C’est sûrement très déraisonnable, dans l’état dans lequel je me trouve, d’aller à la piscine, mais le plaisir offert aux enfants, d’autant qu’ils rechérissent en me disant que décidément leur père n’est pas raisonnable, le plus beau compliment qu’ils me font là, être un père qui n’est pas raisonnable.  

Mercredi Mercredi 12 janvier 2011



Chez Anne, Adèle s’est servi de la machine à plastifier et m’apporte quelques unes de ses productions d’une part pour me faire cadeau de l’une d’elles, mais aussi parce qu’elle souhaite le lendemain les apporter en classe pour les montrer à ses camarades. Je lui propose de scanner celle qu’elle m’a offerte et je tente de lui montrer la différences entre un scan opaque et un scan par transparence. Comme je m’y attendais elle préfère le scan par transparence et voudrait bien que je lui scanne toutes les autres de la même manière. Moment de félicité de faire ces scans avec Adèle sur les genoux, impatiente de voir apapraître à l’écran ses créations rendues plus lumineuses encore par le scan en transparence. Et de remarquer que c’est chouette qu’il y ait la machine à plastifier chez Maman et cette machine-comment-tu-l’appelles-Papa ?, chez Papa.

Et, avec Adèle sur les genoux, pensée pour Robert Heinecken.  

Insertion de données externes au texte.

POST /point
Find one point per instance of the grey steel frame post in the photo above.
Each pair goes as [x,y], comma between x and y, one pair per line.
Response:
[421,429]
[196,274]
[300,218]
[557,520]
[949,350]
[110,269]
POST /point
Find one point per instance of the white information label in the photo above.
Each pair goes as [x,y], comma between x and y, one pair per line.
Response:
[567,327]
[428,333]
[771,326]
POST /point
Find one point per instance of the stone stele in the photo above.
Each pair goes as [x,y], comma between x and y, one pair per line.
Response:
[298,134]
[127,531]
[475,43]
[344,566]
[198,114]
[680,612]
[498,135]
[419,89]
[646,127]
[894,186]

Mardi Mardi 11 janvier 2011



Je vois bien comment elle est déçue ma petite Adèle, ce soir elle devait étrenner sa robe de danseuse de flamenco, mais son professeur de danse est malade et n’a pas pu venir ce soir, elle dit décidément Papa cette robe est maudite, d’abord elle n’est jamais arrivée à temps pour Noël parce que le camion qui la transportait n’a pas réussi à traverser les Pyrénées à cause de la neige et le jour où je devais la porter la première fois, Sarah — le professeur de flamenco d’Adèle — tombe malade. Faisant contre mauvaise fortune bon coeur, arrivés à la maison, Adèle enfile sa robe et ses souliers-qui-claquent et j’ai droit à une représentation particulière. C’est moi qui ai bien de la chance.  

Lundi Lundi 10 janvier 2011



Je poste ma première commande de fourbi.net, grâce soit rendue à Brigetoun, ma toute première cliente, à vrai dire une petite demi-heure après avoir reçu l’annonce de l’ouverture de cette boutique. J’ai bien de la chance. Belle fidélité.